FOUR Slovak judges, Miroslav Gavalec, Zuzana Ďurišová, Elena Berthotyová and Peter Paluda, have lodged a complaint with the European Court of Human Rights in Strasbourg challenging the election of Slovakia’s Supreme Court President, Štefan Harabin. The text of their submission was published on the website www.sudcovia.sk, the SITA newswire reported.
The Judicial Council, the supreme self-governing body of Slovakia’s judiciary, elected Harabin, a former justice minister, to the post of Supreme Court president in June 2009. While justice minister Harabin, who was previously a Supreme Court judge, had his judicial functions suspended. The four judges claim that because Harabin was serving as a minister he was not entitled to seek the post of Supreme Court president, as he was not a Supreme Court judge at the time of the election. According to Slovak law, only a judge of the Supreme Court can be elected to be its president.
Moreover, the four judges state that Harabin, as justice minister, could have directly influenced the careers of some members of the Judicial Council which thus endangered the independence of their decision-making in the voting.
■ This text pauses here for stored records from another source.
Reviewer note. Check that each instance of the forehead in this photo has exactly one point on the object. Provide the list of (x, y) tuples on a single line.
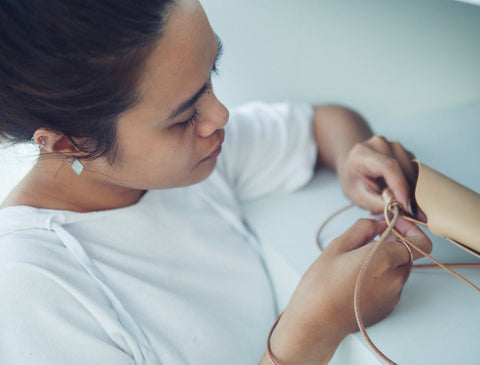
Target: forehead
[(181, 61)]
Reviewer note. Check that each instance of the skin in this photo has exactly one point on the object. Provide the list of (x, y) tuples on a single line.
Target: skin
[(158, 152)]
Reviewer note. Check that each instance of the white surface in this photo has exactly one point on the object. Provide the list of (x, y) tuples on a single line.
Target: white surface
[(386, 58), (438, 318)]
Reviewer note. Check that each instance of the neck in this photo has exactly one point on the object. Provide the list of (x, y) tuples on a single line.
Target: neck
[(52, 184)]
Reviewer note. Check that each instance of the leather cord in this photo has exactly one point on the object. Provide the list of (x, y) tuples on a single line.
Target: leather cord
[(393, 208)]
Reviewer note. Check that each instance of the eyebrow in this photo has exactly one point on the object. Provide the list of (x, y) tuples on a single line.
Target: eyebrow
[(187, 104)]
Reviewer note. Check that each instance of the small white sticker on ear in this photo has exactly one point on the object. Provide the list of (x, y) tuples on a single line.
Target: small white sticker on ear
[(77, 166)]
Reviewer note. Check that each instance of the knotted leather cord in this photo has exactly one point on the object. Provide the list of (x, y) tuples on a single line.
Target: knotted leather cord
[(395, 208)]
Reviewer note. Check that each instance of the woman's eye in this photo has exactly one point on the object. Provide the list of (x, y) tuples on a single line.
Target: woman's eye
[(190, 121)]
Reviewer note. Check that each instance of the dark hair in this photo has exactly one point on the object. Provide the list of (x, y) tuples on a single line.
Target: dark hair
[(73, 66)]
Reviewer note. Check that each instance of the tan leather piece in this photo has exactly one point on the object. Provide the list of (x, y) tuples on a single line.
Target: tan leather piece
[(452, 210)]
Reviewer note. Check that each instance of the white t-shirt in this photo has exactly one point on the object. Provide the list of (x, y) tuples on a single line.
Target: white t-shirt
[(177, 278)]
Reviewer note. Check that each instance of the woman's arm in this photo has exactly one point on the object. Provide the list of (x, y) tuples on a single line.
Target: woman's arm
[(365, 165), (320, 313)]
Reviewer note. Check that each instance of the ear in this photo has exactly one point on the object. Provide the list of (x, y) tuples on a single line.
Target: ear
[(53, 142)]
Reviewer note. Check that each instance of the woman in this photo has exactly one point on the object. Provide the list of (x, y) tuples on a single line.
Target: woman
[(125, 243)]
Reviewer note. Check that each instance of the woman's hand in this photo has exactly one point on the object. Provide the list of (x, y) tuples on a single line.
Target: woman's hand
[(371, 166), (321, 313)]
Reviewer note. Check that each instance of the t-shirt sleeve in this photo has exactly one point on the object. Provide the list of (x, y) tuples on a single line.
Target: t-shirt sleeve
[(268, 149), (45, 319)]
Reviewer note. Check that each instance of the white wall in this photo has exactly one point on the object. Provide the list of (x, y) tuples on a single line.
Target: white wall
[(387, 58)]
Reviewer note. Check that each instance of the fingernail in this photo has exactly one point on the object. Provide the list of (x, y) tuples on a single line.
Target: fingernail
[(414, 232), (412, 209)]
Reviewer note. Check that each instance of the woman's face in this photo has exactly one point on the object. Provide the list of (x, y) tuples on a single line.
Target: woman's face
[(173, 135)]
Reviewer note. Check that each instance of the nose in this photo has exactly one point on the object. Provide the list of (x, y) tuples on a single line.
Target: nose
[(213, 115)]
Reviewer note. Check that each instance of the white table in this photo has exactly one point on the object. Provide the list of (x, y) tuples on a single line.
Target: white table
[(438, 318)]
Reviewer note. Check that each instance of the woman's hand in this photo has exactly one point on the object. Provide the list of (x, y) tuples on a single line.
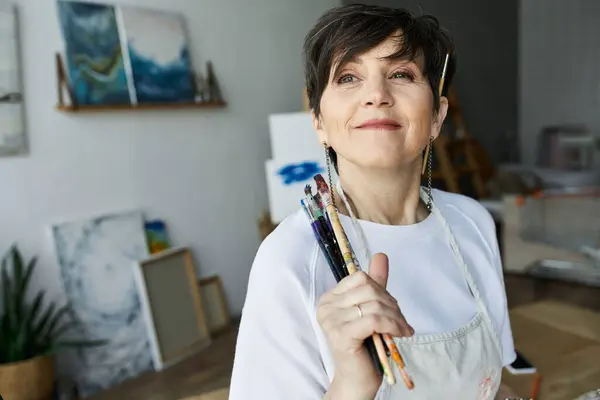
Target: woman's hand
[(351, 312)]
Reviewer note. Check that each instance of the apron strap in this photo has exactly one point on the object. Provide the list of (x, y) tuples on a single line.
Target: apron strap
[(365, 255)]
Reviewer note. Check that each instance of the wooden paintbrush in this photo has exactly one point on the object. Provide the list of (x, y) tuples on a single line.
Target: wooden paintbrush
[(344, 245), (440, 88)]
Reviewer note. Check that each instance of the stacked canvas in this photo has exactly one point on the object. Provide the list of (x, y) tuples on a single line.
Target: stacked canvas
[(96, 258), (297, 157)]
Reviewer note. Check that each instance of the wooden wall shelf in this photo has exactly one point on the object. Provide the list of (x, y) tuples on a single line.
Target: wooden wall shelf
[(141, 107)]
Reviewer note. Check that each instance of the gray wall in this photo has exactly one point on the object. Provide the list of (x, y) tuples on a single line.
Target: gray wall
[(559, 68), (486, 81), (202, 171)]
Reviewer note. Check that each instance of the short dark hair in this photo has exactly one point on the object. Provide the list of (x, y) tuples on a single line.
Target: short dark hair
[(345, 32)]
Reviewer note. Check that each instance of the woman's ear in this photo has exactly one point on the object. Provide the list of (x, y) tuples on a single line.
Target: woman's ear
[(439, 117), (318, 125)]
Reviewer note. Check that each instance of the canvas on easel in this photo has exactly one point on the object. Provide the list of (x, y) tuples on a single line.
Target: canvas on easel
[(172, 306)]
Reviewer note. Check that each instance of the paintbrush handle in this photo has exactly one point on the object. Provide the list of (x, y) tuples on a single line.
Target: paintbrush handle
[(341, 238), (344, 245)]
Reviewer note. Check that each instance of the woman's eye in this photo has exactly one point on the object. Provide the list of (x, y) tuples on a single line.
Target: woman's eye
[(402, 75), (346, 79)]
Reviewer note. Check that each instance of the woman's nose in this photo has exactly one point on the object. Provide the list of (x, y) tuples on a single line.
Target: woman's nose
[(377, 94)]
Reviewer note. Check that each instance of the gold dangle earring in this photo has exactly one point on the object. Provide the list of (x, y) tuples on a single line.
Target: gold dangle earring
[(429, 158), (328, 164)]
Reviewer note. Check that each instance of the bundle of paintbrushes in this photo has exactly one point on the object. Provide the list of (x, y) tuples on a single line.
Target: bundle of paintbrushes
[(337, 251)]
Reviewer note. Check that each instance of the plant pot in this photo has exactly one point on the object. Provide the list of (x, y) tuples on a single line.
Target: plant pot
[(31, 379)]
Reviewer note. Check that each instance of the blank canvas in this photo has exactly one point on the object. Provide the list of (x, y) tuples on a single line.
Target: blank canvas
[(173, 306)]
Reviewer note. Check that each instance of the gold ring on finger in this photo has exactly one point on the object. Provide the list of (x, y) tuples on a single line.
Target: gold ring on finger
[(360, 314)]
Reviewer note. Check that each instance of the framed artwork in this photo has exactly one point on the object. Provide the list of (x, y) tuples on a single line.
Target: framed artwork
[(156, 234), (158, 55), (12, 118), (125, 54), (93, 53), (172, 306)]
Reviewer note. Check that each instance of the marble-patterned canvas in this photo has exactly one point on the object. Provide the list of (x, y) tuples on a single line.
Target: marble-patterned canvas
[(96, 258)]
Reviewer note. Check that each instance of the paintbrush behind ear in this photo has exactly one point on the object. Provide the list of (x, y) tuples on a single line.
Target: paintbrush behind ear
[(440, 89)]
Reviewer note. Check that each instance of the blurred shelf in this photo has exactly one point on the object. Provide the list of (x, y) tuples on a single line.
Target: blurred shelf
[(140, 107)]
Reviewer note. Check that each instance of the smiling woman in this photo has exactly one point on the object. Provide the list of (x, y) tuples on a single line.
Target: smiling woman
[(434, 278)]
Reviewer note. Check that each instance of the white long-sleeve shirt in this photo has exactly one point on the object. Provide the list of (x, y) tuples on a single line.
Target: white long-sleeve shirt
[(282, 353)]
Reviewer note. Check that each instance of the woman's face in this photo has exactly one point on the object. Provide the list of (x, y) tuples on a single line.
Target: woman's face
[(378, 113)]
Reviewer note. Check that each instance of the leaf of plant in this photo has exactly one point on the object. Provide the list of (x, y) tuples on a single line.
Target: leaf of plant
[(22, 283), (39, 327), (8, 303)]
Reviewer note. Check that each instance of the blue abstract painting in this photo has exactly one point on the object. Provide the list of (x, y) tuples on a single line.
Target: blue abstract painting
[(159, 56), (94, 59), (96, 258), (299, 172)]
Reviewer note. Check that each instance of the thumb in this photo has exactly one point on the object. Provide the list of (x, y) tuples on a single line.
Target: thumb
[(378, 269)]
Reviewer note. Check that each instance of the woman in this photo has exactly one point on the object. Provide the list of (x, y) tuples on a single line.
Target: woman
[(434, 278)]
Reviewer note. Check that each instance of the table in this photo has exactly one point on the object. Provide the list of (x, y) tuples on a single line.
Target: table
[(563, 342)]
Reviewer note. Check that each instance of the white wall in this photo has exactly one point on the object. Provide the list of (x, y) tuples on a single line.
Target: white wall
[(201, 170), (559, 59)]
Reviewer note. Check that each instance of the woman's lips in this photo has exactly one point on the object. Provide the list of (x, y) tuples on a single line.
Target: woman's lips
[(384, 124)]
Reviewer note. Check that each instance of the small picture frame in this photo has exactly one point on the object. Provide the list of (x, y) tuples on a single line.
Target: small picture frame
[(172, 306), (215, 304)]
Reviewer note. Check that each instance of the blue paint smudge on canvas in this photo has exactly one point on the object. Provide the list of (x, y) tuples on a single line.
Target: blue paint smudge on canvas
[(300, 172)]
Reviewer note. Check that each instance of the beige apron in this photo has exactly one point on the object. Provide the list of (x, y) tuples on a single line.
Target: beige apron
[(465, 364)]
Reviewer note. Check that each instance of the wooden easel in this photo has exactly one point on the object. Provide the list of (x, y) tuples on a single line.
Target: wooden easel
[(447, 149)]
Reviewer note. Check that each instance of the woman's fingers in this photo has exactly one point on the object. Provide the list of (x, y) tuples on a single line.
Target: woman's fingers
[(379, 309), (359, 329), (363, 294)]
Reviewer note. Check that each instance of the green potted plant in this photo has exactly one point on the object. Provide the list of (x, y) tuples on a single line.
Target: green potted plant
[(30, 333)]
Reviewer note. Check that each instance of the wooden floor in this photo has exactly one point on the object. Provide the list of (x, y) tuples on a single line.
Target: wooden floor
[(211, 369), (207, 371)]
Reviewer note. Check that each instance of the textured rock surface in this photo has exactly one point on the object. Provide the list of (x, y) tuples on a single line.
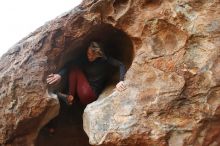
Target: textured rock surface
[(172, 95)]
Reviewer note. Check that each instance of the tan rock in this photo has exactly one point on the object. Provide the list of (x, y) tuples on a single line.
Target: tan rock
[(172, 83)]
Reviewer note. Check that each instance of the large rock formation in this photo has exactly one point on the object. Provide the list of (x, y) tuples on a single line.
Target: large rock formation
[(173, 83)]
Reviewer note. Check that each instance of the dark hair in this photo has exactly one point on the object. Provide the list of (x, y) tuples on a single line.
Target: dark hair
[(97, 49)]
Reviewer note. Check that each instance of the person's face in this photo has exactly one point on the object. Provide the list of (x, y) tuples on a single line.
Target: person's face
[(92, 56)]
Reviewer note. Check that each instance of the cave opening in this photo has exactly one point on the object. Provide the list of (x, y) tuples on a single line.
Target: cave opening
[(68, 124)]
Similar claims are currently before Slovakia’s Constitutional Court. On January 12 the head of the Office of the Constitutional Court told the TASR newswire that delays in taking up the case are due to objections raised by the four judges against judges sitting on the Constitutional Court.
The four judges have objected that a member of the senate and a reporting judge are allegedly good friends with Harabin, TASR wrote.